Jane and I have long had a Yamaha PF80, an electric piano with weighted keys (and which weights a ton!). Towards the end of last year, just about the time Jane was wanting to use it to pick out the alto lines for carols being used in the Christmas choir, something broke and it stopped working. Looking under the hood, my suspicion was that the power supply had gone. We did get the number of keyboard repair guy but didn’t hear back from him and then we had a guest staying for a month or so, so we took the broken keyboard off the stand and put it out of the way against a wall. A couple of weeks ago, I decided to to take some photos prior to passing it onto to anyone interested in a broken keyboard on either eBay or Freecycle… and then I discovered it worked again!

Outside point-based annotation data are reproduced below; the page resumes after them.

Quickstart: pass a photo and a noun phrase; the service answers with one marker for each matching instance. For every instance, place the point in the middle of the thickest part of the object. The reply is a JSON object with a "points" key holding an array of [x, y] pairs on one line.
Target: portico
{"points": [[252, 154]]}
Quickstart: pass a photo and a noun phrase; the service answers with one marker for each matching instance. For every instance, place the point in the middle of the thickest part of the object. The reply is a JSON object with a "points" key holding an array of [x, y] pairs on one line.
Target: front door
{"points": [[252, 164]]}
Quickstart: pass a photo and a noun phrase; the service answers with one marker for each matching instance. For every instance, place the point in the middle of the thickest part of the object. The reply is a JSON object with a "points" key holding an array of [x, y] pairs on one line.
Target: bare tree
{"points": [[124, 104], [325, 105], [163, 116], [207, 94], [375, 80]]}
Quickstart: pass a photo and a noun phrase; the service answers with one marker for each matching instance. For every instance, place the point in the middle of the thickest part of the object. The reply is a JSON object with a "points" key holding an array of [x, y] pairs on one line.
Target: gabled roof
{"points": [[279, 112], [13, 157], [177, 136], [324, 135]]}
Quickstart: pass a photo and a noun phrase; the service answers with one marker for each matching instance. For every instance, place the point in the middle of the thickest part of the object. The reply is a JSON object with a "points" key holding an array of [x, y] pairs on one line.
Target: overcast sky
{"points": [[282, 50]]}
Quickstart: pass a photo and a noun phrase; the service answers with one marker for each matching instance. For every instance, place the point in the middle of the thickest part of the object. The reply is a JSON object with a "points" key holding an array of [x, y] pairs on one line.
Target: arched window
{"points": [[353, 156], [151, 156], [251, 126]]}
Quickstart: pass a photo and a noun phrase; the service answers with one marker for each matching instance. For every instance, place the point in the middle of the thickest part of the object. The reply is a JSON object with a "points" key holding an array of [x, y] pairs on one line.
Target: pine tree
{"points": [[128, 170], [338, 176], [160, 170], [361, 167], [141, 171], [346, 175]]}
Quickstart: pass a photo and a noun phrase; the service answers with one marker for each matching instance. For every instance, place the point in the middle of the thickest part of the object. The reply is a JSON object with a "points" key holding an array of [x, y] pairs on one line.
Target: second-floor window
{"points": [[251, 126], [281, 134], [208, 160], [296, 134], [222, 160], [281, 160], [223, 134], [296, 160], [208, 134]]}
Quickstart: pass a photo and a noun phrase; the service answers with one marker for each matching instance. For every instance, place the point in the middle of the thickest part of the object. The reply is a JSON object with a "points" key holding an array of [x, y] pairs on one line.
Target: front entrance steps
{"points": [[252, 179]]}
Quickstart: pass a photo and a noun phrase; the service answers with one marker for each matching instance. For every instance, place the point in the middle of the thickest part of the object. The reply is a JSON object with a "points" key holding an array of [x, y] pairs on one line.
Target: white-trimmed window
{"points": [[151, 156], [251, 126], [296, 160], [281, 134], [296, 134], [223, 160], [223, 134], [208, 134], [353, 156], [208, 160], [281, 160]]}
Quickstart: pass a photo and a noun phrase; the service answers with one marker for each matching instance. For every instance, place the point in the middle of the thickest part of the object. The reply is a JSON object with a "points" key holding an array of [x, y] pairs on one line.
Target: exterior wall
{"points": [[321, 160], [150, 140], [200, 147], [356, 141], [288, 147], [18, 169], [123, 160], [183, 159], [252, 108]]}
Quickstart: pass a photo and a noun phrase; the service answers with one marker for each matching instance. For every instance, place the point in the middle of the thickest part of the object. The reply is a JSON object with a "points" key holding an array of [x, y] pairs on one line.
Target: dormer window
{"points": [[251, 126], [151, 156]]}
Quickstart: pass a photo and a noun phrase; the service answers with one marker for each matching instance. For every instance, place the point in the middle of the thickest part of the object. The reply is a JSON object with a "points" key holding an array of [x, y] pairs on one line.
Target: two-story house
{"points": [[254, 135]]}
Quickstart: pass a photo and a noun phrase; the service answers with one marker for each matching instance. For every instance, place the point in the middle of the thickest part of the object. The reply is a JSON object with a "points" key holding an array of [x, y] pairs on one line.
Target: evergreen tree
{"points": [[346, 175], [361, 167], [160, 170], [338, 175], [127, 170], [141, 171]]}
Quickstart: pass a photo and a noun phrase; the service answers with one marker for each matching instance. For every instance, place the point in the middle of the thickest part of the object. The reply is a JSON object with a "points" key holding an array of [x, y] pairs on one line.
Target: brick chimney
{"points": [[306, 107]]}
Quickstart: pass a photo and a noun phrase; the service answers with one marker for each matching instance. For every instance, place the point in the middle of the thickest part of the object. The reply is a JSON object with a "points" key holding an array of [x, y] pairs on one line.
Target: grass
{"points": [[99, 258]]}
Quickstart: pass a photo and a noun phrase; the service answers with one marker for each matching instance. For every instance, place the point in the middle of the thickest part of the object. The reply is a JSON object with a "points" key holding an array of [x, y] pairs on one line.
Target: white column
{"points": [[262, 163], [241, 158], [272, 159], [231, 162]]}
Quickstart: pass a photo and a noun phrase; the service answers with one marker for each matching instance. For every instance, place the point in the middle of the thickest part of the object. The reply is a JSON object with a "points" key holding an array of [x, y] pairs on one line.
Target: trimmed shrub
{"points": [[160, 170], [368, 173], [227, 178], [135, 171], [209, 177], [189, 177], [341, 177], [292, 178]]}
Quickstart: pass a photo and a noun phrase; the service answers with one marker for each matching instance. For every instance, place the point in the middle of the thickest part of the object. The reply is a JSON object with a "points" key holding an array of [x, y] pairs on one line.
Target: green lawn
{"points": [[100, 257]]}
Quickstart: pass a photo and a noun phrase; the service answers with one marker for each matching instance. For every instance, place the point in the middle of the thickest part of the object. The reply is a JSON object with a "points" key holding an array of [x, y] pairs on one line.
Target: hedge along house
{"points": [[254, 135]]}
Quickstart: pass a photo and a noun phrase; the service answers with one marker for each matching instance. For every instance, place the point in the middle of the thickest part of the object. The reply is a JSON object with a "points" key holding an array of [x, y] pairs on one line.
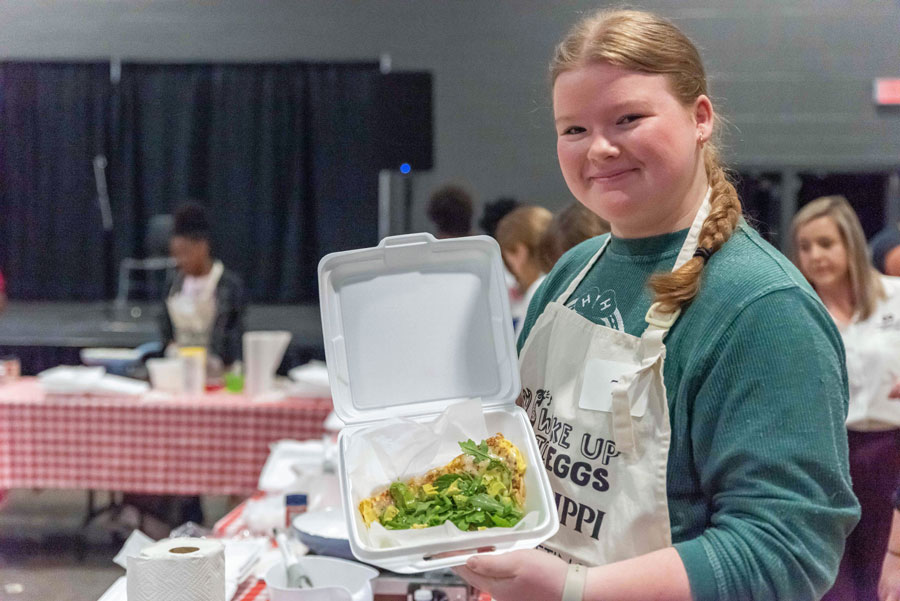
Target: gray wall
{"points": [[794, 78]]}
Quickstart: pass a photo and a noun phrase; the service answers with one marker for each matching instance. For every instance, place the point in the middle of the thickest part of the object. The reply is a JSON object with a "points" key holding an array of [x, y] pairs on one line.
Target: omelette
{"points": [[484, 487]]}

We’d planned to fill the space with a more modern equivalent – smaller, lighter and with improved sounds – as a keyboard is a useful thing to have in a musical house but, since the PF80 is working, I’ve been playing around with learning some keyboard skills with a book out of the library… and that includes use of drills based on Hanon’s exercises.

They aren’t without critics; I did some browsing online and not only located a copy of all the exercises but also comments about how they are mechanical and, if practised to extreme, even potentially dangerous. However, as a starting point, particularly one to be explored and understood, I think they have value. For example, bar 1 of exercise 1 is C E F G A G F E – or 1 3 4 5 6 5 4 3 in scale degrees. You skip the two because that becomes the starting note of the next bar: 2 4 5 6 7 6 5 4. And so the pattern continues, played with either hand or both in unison. It is mechanical but it also provides an environment to think about the mechanics – here it can be be done in a simple hand span but, between the first two notes, you need to incorporate a small stretch so that, after coming back down, you are in position to start on the next note up.

Anyway, enough typing; another keyboard is beckoning.